Steve Brunton has an awesome YouTube channel as well. For those in the data science / machine learning space, it's very interesting to see those techniques applied to control and other areas of engineering - things they never taught us in engineering school!
The co-author Nathan Kutz is a great instructor too. I recall going through his optimization course on Coursera back when MOOCs were new; instructors excited about the course material make learning fun.
I am looking for a book and resource for (advanced) data science. I understand there are numerous ML books and articles discussing algorithms at all levels; there are also numerous introductory books on data science, e.g. how to call functions in sklearn.

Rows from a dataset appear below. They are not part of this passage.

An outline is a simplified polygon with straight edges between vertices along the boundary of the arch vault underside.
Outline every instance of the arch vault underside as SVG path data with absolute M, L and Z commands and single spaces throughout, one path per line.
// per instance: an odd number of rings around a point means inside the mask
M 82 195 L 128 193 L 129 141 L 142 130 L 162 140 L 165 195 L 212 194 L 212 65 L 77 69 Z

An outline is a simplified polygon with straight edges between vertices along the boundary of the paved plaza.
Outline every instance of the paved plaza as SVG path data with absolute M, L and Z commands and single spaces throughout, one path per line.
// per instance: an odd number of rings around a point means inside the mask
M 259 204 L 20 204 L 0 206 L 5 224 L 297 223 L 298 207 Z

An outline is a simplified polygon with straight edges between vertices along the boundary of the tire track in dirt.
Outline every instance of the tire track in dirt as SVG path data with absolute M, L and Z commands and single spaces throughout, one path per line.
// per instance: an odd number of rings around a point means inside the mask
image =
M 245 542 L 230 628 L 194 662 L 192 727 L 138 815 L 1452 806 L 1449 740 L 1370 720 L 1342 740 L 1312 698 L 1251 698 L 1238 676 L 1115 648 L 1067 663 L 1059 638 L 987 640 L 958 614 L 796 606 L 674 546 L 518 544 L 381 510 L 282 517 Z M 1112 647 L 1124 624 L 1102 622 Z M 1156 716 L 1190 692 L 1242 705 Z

What I am looking for is a book on data exploration, data modeling, and prediction error analysis; with some level of rigor in both theory and implementation.
Any recommendation for such a book or resource?
DatabookV2 discussed here looks great for natural science + ML. It reminds me of this widely-cited paper
Ah, thank you. I did hear about Gelman's books before, but I haven't read them in detail. Will check those out. Do you have references/books for non-Bayesian approach as well?
Bishop Pattern Recognition and Machine Learning is an awesome starting point. I think it's way more coherent (although it probably is less comprehensive) than Elements of Statistical Learning.
I do like both of the books; but I found them more focused on mathematical analysis of algorithms rather than analysis of the real world noisy data (and choosing/making which algorithm to use).
ESL is indeed widely recommended for ML but perhaps, I am looking for something more data-exploration focused. In any case, did you find Kevin Murphy's MLPP to be helpful? I read the book in detail and found the book as an introductory mathematical book for discussing ML algorithms, rather than doing any real world data-modeling or prediction error analysis -- it may help with ML, but not sure if it will help me with DS. And the book (at least the edition I used) was full of non-trivial errors.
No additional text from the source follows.